Target’s reinvention is humming along — but it’s coming at a cost

  • The Target logo on a store in Upper Saint Clair, Pennsylvania. AP File Photo

  • Shoppers make their way through a Target store in Dallas. Target Corp. reports financial results on Tuesday. AP File Photo

Associated Press
Tuesday, March 06, 2018

NEW YORK — Target’s reinvention plan is driving more people to its stores and its website, where they are spending more for everything from fashion to towels. But the cost of such a massive overhaul is extensive, and it took some of the shine off a strong quarter of sales.

The Minneapolis retailer reported better-than-expected sales in the fourth quarter, which includes the critical holiday period. But those healthy sales were overshadowed by muted earnings and a conservative profit outlook.

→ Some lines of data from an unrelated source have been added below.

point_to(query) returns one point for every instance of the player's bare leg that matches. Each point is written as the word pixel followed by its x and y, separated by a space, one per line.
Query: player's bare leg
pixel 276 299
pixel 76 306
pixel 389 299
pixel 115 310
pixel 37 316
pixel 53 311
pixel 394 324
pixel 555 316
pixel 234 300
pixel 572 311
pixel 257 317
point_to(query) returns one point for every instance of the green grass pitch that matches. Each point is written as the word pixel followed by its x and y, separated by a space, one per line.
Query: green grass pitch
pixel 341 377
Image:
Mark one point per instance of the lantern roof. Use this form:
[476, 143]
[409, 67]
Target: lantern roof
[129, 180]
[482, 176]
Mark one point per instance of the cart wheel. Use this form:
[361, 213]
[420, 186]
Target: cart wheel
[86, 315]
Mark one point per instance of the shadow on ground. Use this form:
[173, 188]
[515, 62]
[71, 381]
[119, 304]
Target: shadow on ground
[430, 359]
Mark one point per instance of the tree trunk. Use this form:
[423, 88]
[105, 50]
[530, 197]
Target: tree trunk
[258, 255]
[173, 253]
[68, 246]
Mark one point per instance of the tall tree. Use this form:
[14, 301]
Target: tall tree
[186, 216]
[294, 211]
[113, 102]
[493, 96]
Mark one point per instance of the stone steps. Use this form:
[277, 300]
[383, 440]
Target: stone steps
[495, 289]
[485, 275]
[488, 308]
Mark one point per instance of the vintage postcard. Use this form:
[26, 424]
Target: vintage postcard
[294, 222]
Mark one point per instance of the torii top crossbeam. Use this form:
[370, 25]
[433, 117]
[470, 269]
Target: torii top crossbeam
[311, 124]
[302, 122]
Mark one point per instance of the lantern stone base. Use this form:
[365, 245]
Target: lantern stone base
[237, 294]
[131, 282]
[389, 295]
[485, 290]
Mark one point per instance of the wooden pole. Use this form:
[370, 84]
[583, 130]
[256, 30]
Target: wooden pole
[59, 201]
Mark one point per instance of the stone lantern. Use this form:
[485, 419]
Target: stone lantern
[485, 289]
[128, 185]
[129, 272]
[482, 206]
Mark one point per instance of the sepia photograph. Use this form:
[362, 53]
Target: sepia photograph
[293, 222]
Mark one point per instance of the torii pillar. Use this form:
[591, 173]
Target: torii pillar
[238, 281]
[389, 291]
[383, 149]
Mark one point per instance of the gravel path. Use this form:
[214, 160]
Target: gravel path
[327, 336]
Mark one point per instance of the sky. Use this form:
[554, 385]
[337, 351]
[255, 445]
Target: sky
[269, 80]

In the race to modernize, profit margins are under significant pressure.

Shares slid 3.7 percent before the opening bell Tuesday.

Target is overhauling its business as customers move online. Amazon.com. has created fierce loyalty among shoppers who spend $99 for a membership that comes with free shipping, as well as streaming movies and music. Amazon’s acquisition of Whole Foods Market last year is also raising the stakes in the grocery business.

Target pledged last year to invest more than $7 billion to modernize its business over the next three years. That includes remodeling old stores, opening small ones in cities and college towns and offering faster delivery for online orders. Late last year, the company said it was accelerating plans to remodel more than half of its 1,800 stores by 2020.

It recently acquired the startup Shipt, which will mean same-day delivery from about half of its stores early this year. It’s also testing store-curb pickup for its online grocery customers, and Target is expanding next-day delivery of essentials like detergent will be expanded nationwide by the end of this year.

Target is also offering more clothing and furniture brands and has said that its children’s line Cat & Jack brought in more than $2 billion in sales in the first year of its launch.

Among the notable costs for Target is its decision to raise its minimum hourly wage for its workers to $11 late last year. That jumps to $15 by the end of 2020. It’s part of the company’s ambition of making the experience better for shoppers.

Target plans to hold its annual meeting at its headquarters Tuesday to update investors on its reinvention plan.

“Our fourth quarter results demonstrate the power of the significant investments we’ve made in our team and our business throughout 2017,” said CEO Brian Cornell in a company release.

Target had a profit of $1.1 billion, or $2.02 per share.